24.16.1012    RECORDING WORKING TIME

(1) Applicable regulations governing keeping of records. Section 39-3-403 MCA of the law authorizes the Commissioner to promulgate regulations requiring the keeping of records of hours worked, wages paid and other conditions of employment.

(2) Where records show insubstantial or insignificant periods of time. In recording working time under the law, insubstantial or insignificant periods of time beyond the scheduled working hours, which cannot as a practical administrative matter be precisely recorded for payroll purposes, may be disregarded. This rule applies only where there are uncertain and indefinite periods of time involved of a few seconds or minutes duration, and where the failure to count such time is due to considerations justified by industrial realities. An employer may not arbitrarily fail to count as hours working time or practically ascertainable periods of time he is regularly required to spend on duties assigned to him:

(3) Use of time clocks.

(a) Differences between clock records and actual hours worked. Time clocks are not required: In those cases where time clocks are used, employees who voluntarily come in before their regular starting time or remain after their closing time, do not have to be paid for such periods provided, of course, that they do not engage in any work. Their early or late clock punching may be disregarded. Minor differences between the clock records and actual hours worked cannot ordinarily be avoided, but major discrepancies should be discouraged since they raise a doubt as to the accuracy of the records of the hours actually worked.

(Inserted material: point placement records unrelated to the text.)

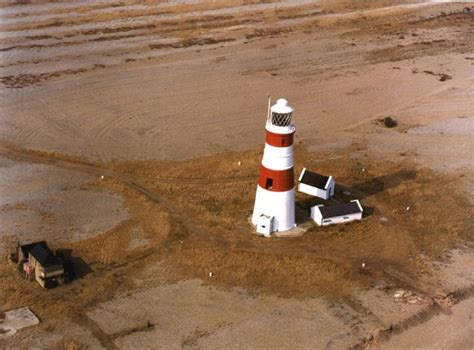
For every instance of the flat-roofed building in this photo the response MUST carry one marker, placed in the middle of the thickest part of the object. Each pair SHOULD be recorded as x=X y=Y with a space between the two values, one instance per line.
x=316 y=185
x=336 y=214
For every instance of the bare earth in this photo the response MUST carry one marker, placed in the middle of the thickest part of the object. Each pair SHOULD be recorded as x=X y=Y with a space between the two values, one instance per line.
x=164 y=98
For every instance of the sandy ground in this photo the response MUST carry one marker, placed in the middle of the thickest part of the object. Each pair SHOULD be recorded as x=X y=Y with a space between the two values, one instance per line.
x=163 y=99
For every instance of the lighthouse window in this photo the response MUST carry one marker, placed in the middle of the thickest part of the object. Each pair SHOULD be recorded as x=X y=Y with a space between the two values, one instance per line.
x=281 y=119
x=268 y=184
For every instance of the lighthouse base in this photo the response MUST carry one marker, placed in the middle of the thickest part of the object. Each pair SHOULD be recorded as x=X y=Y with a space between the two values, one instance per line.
x=280 y=206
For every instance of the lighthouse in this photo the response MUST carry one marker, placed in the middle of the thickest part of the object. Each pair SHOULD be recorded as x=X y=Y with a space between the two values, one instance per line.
x=274 y=208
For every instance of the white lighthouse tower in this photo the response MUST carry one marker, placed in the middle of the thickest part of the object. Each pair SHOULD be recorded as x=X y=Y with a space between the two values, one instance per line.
x=274 y=208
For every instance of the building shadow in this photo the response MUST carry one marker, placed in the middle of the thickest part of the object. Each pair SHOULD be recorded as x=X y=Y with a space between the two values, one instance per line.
x=74 y=267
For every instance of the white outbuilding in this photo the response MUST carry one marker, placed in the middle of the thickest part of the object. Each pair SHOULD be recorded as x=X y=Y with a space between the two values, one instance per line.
x=316 y=185
x=336 y=214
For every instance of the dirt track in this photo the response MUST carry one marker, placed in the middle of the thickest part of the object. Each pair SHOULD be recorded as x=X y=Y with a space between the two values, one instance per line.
x=164 y=99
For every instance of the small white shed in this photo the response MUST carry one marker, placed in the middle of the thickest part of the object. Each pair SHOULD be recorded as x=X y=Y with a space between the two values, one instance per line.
x=336 y=214
x=265 y=225
x=316 y=185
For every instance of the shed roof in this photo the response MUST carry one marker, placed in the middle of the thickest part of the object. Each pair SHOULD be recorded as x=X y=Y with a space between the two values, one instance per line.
x=26 y=248
x=45 y=256
x=314 y=179
x=340 y=209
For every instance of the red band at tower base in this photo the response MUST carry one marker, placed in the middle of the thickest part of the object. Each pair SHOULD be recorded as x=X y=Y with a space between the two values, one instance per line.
x=276 y=180
x=279 y=140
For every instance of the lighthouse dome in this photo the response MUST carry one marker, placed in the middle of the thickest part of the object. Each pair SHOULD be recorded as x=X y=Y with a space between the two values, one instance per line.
x=282 y=107
x=280 y=115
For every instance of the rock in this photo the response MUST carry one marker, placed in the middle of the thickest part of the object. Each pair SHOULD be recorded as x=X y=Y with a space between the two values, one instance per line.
x=389 y=122
x=444 y=77
x=399 y=293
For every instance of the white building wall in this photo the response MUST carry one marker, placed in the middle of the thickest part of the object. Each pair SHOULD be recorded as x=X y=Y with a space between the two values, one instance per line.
x=313 y=191
x=317 y=217
x=280 y=205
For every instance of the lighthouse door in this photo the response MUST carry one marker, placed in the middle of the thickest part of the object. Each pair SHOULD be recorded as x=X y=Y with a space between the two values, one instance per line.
x=268 y=184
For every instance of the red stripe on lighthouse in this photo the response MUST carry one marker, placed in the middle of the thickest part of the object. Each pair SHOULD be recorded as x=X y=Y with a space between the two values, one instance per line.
x=279 y=140
x=276 y=180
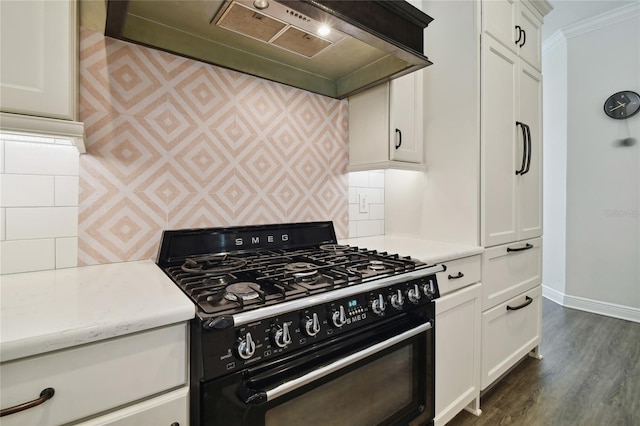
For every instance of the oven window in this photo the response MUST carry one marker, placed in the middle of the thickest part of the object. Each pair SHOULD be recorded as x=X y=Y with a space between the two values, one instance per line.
x=364 y=396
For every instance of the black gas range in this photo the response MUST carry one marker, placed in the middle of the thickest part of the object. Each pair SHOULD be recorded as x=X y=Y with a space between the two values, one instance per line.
x=277 y=303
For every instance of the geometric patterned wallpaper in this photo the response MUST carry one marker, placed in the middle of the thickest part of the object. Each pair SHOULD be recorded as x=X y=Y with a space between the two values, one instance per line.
x=174 y=143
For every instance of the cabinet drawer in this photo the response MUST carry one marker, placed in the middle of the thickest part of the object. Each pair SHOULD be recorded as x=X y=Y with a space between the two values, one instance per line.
x=163 y=410
x=507 y=271
x=93 y=378
x=508 y=334
x=460 y=273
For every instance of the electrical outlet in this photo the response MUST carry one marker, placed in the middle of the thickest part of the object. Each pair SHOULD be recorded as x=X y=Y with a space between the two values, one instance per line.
x=363 y=203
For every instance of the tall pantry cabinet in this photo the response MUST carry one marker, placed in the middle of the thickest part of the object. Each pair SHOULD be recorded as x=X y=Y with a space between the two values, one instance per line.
x=510 y=182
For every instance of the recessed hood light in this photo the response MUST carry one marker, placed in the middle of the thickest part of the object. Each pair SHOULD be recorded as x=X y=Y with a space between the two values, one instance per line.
x=324 y=30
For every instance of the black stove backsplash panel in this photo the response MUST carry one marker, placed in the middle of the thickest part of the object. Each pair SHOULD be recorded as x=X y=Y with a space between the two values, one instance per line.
x=177 y=245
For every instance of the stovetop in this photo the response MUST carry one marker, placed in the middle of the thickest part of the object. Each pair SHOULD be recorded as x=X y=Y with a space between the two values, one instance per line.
x=231 y=270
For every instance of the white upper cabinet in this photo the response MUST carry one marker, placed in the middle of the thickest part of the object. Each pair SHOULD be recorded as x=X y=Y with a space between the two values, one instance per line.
x=39 y=58
x=511 y=166
x=385 y=126
x=499 y=148
x=530 y=182
x=529 y=46
x=515 y=26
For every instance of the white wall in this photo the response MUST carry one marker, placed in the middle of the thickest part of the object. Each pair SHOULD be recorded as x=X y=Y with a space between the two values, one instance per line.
x=415 y=202
x=602 y=176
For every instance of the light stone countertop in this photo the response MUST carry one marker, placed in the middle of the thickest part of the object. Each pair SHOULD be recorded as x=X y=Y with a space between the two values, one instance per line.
x=427 y=251
x=50 y=310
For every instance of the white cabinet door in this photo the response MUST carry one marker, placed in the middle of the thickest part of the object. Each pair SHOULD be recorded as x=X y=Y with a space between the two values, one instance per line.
x=499 y=20
x=509 y=332
x=509 y=270
x=530 y=183
x=164 y=410
x=457 y=352
x=38 y=67
x=385 y=126
x=500 y=150
x=405 y=128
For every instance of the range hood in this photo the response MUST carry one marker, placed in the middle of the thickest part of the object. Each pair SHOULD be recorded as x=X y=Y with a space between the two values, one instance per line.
x=367 y=43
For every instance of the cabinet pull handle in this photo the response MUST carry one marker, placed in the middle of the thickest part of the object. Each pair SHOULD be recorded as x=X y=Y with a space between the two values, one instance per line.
x=524 y=305
x=45 y=395
x=524 y=148
x=526 y=247
x=529 y=151
x=519 y=29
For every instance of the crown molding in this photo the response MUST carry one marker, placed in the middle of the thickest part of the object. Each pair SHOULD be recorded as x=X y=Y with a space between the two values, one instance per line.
x=599 y=21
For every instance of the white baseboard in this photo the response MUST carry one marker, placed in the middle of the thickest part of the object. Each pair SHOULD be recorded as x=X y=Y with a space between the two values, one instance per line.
x=594 y=306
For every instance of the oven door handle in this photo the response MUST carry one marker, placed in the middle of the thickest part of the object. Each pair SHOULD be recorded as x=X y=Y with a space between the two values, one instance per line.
x=258 y=397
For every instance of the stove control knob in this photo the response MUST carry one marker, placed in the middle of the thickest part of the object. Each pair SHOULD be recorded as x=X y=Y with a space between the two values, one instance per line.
x=246 y=347
x=378 y=306
x=281 y=336
x=397 y=299
x=312 y=325
x=428 y=289
x=414 y=294
x=338 y=317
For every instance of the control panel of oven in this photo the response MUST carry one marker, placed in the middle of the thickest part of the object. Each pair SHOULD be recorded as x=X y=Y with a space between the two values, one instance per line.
x=274 y=336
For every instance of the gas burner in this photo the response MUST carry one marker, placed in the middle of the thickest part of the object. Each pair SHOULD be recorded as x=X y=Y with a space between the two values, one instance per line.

(b) "Rounding practices". It has been found that in some industries, particularly where time clocks are used, there has been the practice for many years of recording the employee's starting time and stopping time to the nearest 5 minutes, or to the nearest one-tenth or quarter of an hour. Presumably this arrangement averages out so that the employees are fully compensated for all the time they actually work. For enforcement purposes this practice of computing working time will be accepted, provided that it is used in such a manner that it will not result, over a period of time, in failure to compensate the employees properly for all the time they have actually worked.

History: Sec. 39-3-403, MCA; IMP, Sec. 39-3-404 & 39-3-405, MCA; Eff. 12/31/72.